My vet looked in all his books, checked with all other vets in the practise, because he was quite puzzled by the sample I had brought him. That was why he asked 'are you positive this was from his urine?'. None of them had seen anything like it, because, as you guys have said, it wasn't representitive of any problems. It would be sandy or gritty etc, and it wasn't. So maybe it wasn't from him.....I don't know how, but maybe it was something else.

But it hasn't happened since, he's weeing as usual and is behaving completely normal, so I am not worried. 

Thanks for all your help guys- really appreciate it.


----------



## dquesnel (Apr 6, 2009)

Hi, now that I think of it I have seen jelly-like urine from a bun before. It happened off and on, maybe a few times a year. He did not have an infection or problems, although when the urine had the jelly like texture he also left many cecals around, his GI system seemed somewhat interrupted, and he definitely had been given an excess of sugar from a well-meaning individual that slipped him one two many treats! 

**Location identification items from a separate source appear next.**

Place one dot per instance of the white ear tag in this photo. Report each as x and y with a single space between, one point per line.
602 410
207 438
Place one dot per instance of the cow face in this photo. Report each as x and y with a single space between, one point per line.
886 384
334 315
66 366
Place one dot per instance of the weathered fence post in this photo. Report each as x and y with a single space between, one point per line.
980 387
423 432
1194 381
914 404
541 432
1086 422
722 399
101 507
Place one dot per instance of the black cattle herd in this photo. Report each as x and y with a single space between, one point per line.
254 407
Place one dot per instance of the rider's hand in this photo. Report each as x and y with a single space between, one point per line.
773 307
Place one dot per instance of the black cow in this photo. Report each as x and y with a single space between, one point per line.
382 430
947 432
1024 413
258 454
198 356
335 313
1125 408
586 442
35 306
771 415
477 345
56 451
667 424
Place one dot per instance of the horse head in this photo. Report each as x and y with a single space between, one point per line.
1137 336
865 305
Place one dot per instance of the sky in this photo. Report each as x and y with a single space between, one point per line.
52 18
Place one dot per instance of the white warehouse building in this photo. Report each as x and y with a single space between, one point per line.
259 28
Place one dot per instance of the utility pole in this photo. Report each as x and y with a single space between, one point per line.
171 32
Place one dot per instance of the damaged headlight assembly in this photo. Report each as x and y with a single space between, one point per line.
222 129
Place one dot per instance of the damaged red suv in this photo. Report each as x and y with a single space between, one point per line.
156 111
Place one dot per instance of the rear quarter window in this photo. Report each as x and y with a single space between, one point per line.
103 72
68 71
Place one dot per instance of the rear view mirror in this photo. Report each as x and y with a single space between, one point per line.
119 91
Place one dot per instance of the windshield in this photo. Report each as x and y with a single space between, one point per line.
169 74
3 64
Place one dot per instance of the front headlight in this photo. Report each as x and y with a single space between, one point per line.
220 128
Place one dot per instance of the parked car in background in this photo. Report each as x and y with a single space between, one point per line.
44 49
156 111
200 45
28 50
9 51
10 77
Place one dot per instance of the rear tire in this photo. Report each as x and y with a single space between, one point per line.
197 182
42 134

I don't know the cause of your guys past urine issue, but the fact that it hasn't happened again is good. It still may be a urinary issue, with male rabbits it can happen really quickly and with no consistency. Most of the time they will soil themselves as well. 

Have you tried putting a litter pan in each corner? This may totally be an unpractical thing to do but it has worked with some rabbits to control the litter habits a bit better. I'm guessing its hard on you to have to scrub down the corners all the time!


----------



## jcottonl02 (Apr 6, 2009)

Thanks for your post- how interesting- that makes me feel a little less confused about the situation. But no, it hasn't happened again- maybe it was due to too many sugary fruits?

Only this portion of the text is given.